В силу вступает аргумент худшего. Добрый аргумент. Аргумент больного человека. Аргумент боли. Илья [492] назвал кошку «болью». Я назвала бы ее также. Я вижу в Илье боль – ту, что он раздает и причиняет, и ту, что он несет. В нем тешится конфликт интерпретаций [493] и зиждется печаль. Бездонная – как его улыбка – тень.
Я не знаю, что и как будет, что произойдет, а что не сможет, что улыбнется проявлению, а что станет стихией водного равноденствия.
Я не знаю ровным счетом ничего. Я не имею ныне полотна авторитета, ведь авторитет стал хромым, как последний бес. Бес плоти изглодал изнутри. Черствая слабость страсти. Мелкие монеты, разменянные с великих купюр. Это театральный смех порнографических перипетий, апология собственной слабости через сакральные имена.
Я не могу больше верить личности. Я сторонюсь капель идей. Я избегаю покоя, я избегаю беспокойства. Я не люблю и не буду. Меня не полюбят и не будут. Все, что сейчас случится в вечности, как циклы, рядом будут только мои внутренние слова.
Я могу развить ростки и стать сиянием. Я могу умертвить эти ростки и заставить их противиться иному. Я могу или же…
Нет ничего в этой коре тьмы, что я могла бы сделать. Я могу изобразить улыбки деяний. Я могу увидеть солнце иллюзий, и я останусь вечным пленником.

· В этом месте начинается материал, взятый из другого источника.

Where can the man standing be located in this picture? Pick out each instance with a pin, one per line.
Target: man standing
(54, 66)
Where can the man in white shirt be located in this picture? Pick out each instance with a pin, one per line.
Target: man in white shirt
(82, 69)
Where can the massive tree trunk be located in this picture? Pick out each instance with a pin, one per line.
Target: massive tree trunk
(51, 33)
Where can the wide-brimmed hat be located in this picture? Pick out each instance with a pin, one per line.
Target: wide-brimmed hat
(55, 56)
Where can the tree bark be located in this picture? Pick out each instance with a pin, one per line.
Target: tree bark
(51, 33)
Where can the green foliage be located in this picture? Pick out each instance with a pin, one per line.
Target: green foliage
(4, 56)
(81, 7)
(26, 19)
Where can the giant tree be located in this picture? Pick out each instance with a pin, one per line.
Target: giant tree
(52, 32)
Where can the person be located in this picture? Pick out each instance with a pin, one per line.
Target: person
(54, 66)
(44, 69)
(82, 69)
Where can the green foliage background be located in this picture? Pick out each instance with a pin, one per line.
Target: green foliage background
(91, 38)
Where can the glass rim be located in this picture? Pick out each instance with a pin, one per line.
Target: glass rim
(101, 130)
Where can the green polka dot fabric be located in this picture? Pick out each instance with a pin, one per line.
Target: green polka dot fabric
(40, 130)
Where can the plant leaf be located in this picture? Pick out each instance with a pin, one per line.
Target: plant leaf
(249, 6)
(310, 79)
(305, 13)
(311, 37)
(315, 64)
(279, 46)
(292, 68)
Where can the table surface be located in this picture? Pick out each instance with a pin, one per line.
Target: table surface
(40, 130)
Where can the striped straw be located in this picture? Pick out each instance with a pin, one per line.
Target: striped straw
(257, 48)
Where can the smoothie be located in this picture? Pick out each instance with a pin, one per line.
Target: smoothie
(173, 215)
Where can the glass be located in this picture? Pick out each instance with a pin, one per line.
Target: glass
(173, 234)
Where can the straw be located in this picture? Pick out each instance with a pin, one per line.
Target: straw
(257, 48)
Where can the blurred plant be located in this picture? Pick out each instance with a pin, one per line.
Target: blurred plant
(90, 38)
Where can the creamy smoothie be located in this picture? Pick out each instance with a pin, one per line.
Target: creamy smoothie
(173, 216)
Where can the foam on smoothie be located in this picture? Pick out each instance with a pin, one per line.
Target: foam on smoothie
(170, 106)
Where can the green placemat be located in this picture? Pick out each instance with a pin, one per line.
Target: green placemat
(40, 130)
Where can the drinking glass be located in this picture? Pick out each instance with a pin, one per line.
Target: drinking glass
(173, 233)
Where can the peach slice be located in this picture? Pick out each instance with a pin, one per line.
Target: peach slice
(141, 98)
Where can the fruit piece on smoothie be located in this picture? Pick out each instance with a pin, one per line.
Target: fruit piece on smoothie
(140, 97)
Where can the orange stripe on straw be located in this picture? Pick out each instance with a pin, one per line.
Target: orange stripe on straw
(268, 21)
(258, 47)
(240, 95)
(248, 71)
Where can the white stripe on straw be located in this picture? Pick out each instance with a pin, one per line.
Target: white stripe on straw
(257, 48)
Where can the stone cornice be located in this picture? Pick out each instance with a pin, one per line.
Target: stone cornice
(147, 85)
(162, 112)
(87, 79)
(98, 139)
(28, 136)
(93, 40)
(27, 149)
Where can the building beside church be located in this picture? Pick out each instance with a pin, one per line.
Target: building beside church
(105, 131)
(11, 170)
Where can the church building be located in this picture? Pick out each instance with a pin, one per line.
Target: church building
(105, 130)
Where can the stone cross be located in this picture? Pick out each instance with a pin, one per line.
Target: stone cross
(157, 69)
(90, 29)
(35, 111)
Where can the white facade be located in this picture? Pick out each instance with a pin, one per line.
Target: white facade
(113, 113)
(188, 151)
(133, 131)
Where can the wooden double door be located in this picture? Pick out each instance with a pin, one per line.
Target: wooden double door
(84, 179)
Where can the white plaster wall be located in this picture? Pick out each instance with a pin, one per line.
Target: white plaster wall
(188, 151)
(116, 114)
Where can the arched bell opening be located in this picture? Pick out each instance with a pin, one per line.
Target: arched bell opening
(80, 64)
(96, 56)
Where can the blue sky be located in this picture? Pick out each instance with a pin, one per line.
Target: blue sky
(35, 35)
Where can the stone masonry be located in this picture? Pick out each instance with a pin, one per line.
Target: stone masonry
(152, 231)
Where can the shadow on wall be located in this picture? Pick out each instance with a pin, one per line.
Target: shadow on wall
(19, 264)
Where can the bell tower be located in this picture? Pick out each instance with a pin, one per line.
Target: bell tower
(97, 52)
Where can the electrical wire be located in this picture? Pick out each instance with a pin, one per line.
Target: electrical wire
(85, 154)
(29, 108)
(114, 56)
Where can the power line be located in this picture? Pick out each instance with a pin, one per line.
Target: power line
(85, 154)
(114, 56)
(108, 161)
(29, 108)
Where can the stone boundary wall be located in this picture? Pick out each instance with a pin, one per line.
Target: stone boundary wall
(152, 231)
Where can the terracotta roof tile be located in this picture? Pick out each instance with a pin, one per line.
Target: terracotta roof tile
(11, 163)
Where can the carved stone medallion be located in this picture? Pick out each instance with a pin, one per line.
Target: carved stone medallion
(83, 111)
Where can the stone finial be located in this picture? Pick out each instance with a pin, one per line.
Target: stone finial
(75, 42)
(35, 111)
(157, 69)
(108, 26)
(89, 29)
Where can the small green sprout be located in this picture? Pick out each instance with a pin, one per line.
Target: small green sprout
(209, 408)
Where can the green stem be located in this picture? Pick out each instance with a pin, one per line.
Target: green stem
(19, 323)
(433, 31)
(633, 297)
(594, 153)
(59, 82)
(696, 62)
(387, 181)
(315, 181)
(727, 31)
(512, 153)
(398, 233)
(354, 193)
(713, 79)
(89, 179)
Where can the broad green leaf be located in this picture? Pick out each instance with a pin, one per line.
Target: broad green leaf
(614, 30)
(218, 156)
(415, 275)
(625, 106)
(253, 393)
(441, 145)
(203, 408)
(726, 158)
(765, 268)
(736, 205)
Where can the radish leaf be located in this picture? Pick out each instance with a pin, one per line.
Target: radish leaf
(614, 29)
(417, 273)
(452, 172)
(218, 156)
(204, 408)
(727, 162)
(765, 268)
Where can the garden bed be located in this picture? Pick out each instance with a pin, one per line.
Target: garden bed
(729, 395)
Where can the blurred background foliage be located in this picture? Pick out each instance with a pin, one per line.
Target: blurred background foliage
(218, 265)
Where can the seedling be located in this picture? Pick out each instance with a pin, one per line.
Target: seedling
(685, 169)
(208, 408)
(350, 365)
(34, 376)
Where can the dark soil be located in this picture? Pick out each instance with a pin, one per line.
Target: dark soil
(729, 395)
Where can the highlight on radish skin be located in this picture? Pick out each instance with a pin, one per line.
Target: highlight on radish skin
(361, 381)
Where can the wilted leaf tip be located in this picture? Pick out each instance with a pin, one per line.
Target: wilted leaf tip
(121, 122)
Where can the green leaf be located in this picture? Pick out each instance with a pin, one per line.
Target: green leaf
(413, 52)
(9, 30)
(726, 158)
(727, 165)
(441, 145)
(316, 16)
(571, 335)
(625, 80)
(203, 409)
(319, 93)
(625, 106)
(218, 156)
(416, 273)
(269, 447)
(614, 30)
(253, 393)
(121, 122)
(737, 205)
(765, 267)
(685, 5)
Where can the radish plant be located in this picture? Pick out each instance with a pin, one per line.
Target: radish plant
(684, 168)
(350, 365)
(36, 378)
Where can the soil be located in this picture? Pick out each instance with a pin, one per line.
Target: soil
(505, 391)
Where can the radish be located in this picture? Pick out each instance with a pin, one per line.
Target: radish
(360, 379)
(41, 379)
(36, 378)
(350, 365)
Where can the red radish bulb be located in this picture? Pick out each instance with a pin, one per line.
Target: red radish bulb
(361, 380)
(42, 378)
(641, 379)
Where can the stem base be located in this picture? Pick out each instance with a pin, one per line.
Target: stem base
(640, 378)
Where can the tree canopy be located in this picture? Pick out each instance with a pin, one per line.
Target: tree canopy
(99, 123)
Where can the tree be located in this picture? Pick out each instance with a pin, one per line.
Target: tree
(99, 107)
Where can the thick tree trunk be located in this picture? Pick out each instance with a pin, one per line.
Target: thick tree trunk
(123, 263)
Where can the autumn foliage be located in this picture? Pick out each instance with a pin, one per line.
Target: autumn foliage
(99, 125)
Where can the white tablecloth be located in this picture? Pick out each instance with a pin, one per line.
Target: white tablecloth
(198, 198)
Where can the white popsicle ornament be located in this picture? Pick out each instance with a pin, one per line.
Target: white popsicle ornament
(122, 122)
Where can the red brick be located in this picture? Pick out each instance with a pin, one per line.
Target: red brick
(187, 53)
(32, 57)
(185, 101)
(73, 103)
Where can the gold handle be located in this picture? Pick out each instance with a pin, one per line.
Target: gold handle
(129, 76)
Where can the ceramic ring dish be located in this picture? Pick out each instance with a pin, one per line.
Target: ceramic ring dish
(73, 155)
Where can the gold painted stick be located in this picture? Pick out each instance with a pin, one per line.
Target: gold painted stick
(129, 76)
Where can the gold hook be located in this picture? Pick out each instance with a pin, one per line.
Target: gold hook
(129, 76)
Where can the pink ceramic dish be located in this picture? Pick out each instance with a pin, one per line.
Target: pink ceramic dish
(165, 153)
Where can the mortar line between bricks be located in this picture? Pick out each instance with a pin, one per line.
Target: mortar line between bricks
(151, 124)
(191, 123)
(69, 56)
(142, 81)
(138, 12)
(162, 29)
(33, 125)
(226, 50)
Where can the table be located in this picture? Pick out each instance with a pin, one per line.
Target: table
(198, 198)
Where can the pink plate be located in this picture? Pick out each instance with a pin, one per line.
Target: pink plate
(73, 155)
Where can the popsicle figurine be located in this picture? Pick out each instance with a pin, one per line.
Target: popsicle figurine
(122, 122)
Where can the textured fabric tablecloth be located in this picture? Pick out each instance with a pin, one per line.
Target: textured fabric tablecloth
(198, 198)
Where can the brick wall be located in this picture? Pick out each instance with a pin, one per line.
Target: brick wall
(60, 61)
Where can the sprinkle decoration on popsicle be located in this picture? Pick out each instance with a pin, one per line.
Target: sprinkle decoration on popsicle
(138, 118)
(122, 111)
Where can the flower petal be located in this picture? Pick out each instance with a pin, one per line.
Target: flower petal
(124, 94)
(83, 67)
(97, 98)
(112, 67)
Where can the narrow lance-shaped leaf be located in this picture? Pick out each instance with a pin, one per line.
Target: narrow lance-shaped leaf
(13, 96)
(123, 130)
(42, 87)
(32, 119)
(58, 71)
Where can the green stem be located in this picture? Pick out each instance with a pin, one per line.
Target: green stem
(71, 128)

Я не знаю, откуда я брала веру в другое. Я не знаю, как я умела мечтать. Видимо, это было проклятье. Злой рок. Злая птица над кружевом, истлевающим.
Кружево истлевает.
Смогут ли города дать огня…
Смогут ли.
Смогут ли?
Смогу ли я принять эти муки?
Бордо – Приручение.
Приручать город, делая из него подручного, подчиняя его – властно, спокойно, гордо.
Томные города. Площади раскидистых приливов. Тихие камни.
Этот город – Бордо, но не цвета.
У него темные камни и карие глаза.
Деревья ночи.
Вновь приходя в границы себя, обретая духов прошлого, вдыхая воздух, полный огня и воды, дышать лесами, океанами, ранними птицами.
Птицы просыпаются, и 3:44 уже ознаменовано их нежным щебетом. Город спит. Деревья влажны и покойны. Я пришла к своему покою, спокойствию. Затерянная.